The argument is that with all of the mandates that New Jersey requires, health insurance is more expensive here. So let’s go to another state without so many mandates to find affordable health care.
So what are these mandates?
Breast cancer seems to be the topic de TV de jure. Now the National Women’s Law Center (NWLC) ranks New Jersey as “meets policy” for mammograms because we “…require private insurers to cover annual mammograms for women age 40 and older.” New Jersey also requires that mammograms be covered for younger women with a history of breast cancer in their families.
Let’s say a New Jersey business could go to a Michigan insurance company to get health insurance. The NWLC ranks Michigan as “weak policy” because
“… they only require insurers to offer mammogram coverage as a benefit in employer-sponsored insurance plans, but have not required that it be a mandated benefit in all of these insurance plans.”
Let’s go a step further and let that New Jersey business seek coverage from a Utah company. That state gets a “no policy” rating from the NWLC because Utah does “… not have any requirements regarding insurance coverage for mammograms.”

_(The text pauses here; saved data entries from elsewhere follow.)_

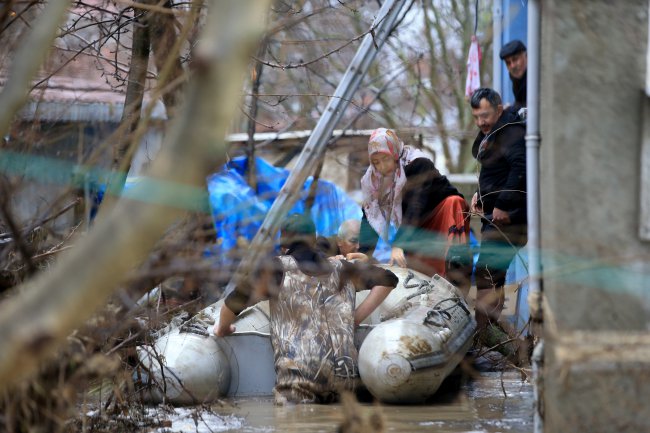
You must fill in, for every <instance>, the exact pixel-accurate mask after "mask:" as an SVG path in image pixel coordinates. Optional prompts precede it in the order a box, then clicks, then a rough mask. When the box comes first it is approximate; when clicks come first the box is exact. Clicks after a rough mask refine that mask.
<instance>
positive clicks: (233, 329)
mask: <svg viewBox="0 0 650 433" xmlns="http://www.w3.org/2000/svg"><path fill="white" fill-rule="evenodd" d="M236 330H237V328H235V325H229V326H228V327H227V328H223V329H221V328H220V327H219V325H218V324H217V325H215V327H214V329H213V332H214V335H216V336H217V337H225V336H227V335H230V334H232V333H234V332H235V331H236Z"/></svg>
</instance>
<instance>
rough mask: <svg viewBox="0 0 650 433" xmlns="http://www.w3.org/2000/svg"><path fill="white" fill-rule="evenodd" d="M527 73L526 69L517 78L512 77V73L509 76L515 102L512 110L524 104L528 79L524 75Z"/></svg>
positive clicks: (517, 107) (525, 76)
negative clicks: (526, 86) (511, 73)
mask: <svg viewBox="0 0 650 433" xmlns="http://www.w3.org/2000/svg"><path fill="white" fill-rule="evenodd" d="M527 75H528V71H526V72H524V75H523V76H522V77H521V78H519V79H517V78H515V77H513V76H512V75H511V76H510V81H512V94H513V95H514V96H515V103H514V104H513V107H514V111H517V110H519V109H520V108H521V107H525V106H526V94H527V92H526V80H527V79H528V78H527V77H526V76H527Z"/></svg>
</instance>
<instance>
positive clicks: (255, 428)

When questioned on the matter of insurance coverage, Christie described some patients as being exceptions and not the rule, in one case, that of a younger person contracting a disease. In his opinion, those exceptions are costing New Jerseyans more money because Trenton makes a mandate for coverage.
Chris, let’s set the record straight: Well, actually, most people are healthy, so being sick at all is actually an exception, and that’s why we have insurance.
How may women under 40 get breast cancer? According to the Cleveland Clinic,
“Only 5 percent of all breast cancer cases occur in women under 40 years old. However, breast cancer can strike at any age, and all women should be aware of their personal risk factors for breast cancer.”
In effect, Chris Christie’s position is that these five percent of women are the exceptions, and it’s costing New Jerseyans too much money in health care premiums to give them mammogram coverage.
I don’t know about you, but I wouldn’t want one of my young nieces to be stuck with high medical bills because Christie thinks of them as nothing more than an “exception.”
Let’s say a young woman is working in New Jersey for a company that got its health care insurance from Utah. She finds a lump in her breast. She’d have to pay for the mammogram out of her own pocket. But what if she couldn’t afford the procedure? That’s the debate, and that’s the difference between Corzine and Christie.
What if Christie took this position to other areas of policy? That other NJ state mandates don’t need to be followed because its “cheaper”.
Maybe it would be cheaper for school districts in New Jersey to abide by the educational standards of Mississippi or Alabama? Of course, that would save us a little in property taxes, but I don’t think many families in New Jersey want their kids going to schools with less “mandates.”
What if we let counties in New Jersey abide by the environmental standards of West Virginia? What about companies in New Jersey being able to abide by the labor standards of Louisiana?
There are many reasons why we live in New Jersey, and that’s because we don’t think of our neighbors as exceptions.